In the meantime, being in the open air and among all the things that she loved, she was bound to rejoice once more; and rejoice she did, not even allowing herself to be hindered by Mr. Harrison's too obvious failures to comprehend her best remarks. Helen argued that she was not engaged to the man because of his cleverness, and that when she had come to the infinite happiness towards which she was traveling so fast, she would have inspiration enough for two. She had enough for the present to keep them both happy throughout the drive, and when she returned she found that some of the neighbors had driven over to see her, and to increase her excitement by their congratulations. The Machiavellian Aunt Polly had told the news to several friends on the day before, knowing full well that it would spread during the night, and that Helen would have her first taste of triumph the next day.

And so it continued, and exactly as on the night before, the feverish excitement swept Helen on until the bedtime hour arrived. Then she went up into her room alone, to wrestle with the same dreadful specter as before.

The story of that day was the story of all that followed; Helen was destined to find that she might sweep herself away upon the wings of her ambition as often as she chose, and revel all she pleased in the thought of Mr. Harrison's wealth; but when the excitement was over, and she came to be all alone, she could think only of the one dreadful fact of the necessity of marrying him.
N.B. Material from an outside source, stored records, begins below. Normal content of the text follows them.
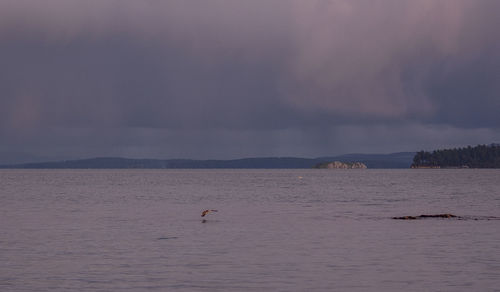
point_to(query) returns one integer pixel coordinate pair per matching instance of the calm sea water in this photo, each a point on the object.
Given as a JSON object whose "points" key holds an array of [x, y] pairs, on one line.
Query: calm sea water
{"points": [[276, 230]]}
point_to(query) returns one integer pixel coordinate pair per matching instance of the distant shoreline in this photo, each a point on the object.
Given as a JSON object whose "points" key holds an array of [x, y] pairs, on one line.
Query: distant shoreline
{"points": [[383, 161]]}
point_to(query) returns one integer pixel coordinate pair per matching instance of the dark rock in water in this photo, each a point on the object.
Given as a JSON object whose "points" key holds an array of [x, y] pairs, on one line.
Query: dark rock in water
{"points": [[439, 216], [446, 215]]}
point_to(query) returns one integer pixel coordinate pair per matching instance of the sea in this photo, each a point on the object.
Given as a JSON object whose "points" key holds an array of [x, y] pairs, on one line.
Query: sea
{"points": [[274, 230]]}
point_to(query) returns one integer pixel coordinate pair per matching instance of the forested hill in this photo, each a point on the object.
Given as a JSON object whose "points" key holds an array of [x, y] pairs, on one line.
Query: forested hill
{"points": [[481, 156], [394, 160]]}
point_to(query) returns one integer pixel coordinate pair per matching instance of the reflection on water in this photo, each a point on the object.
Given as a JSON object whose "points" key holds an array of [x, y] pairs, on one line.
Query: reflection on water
{"points": [[276, 230]]}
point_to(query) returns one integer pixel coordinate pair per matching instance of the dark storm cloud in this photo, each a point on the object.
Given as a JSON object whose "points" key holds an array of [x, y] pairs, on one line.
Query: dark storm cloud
{"points": [[244, 78]]}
She was paying a Faustus price for her happiness; and in the night time the price stared at her, and turned all her happiness to misery.
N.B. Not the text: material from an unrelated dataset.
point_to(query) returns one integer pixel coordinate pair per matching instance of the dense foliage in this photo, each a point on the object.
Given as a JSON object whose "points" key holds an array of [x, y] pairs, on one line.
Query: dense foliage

A state of mind such as this was so alien to Helen that it would have been strange indeed if she had sunk into it without protest and rebellion; as day after day passed, and the misery continued, her dissatisfaction with everything about her built itself into a climax; more and more plainly she was coming to see the widening of the gulf between the phantom she was pursuing and the place, where she stood. Finally there came one day, nearly a week after her engagement, when Helen was so exhausted and so wretched that she had made up her mind to remain in her room, and had withstood all her aunt's attempts to dissuade her. She had passed the morning in bed, between equally vain attempts to become interested in a book and to make up for the sleep she had missed during the night, and was just about giving up both in despair when the maid entered to say that Elizabeth wished to see her. Helen gave a start, for she knew that something must be wrong; when the woman entered she asked breathlessly what it was.
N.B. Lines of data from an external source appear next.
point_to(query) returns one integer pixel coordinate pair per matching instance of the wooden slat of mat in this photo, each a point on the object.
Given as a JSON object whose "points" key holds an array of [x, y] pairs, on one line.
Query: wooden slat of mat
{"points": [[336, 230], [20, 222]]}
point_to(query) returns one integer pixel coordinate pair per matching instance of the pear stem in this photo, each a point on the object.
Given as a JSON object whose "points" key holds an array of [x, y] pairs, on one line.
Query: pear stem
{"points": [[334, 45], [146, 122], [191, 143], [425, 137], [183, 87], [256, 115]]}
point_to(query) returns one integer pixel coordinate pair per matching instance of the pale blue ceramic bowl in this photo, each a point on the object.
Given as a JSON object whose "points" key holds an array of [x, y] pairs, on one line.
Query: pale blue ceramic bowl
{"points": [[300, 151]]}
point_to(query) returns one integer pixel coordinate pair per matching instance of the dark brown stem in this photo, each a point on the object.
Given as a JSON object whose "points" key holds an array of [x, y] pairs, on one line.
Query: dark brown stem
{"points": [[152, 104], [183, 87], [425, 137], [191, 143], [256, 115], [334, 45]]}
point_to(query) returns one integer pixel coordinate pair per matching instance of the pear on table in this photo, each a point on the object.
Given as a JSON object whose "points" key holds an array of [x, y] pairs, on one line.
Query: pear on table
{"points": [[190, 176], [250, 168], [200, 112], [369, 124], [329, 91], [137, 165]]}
“It's about Mr. Arthur,” was the hurried reply, and Helen turned paler than ever, and clutched the bedclothing in her trembling hands.

“What is it?” she cried.

“Why you know, Miss Helen,” said Elizabeth, “your father wrote me to go and see him whenever I could, and I've just come from there this morning.”

“And how is he?”

“He looked dreadful, but he had gotten up to-day, and he was sitting by the window when I came in. He was hardly a shadow of himself.”

Helen was trembling. “You have not been to see him?” asked the woman.

“No,” said Helen, faintly, “I—” and then she stopped.

“Why not?” Elizabeth inquired anxiously.

“He did not ask for me, did he?” asked the girl, scarcely able to utter the words.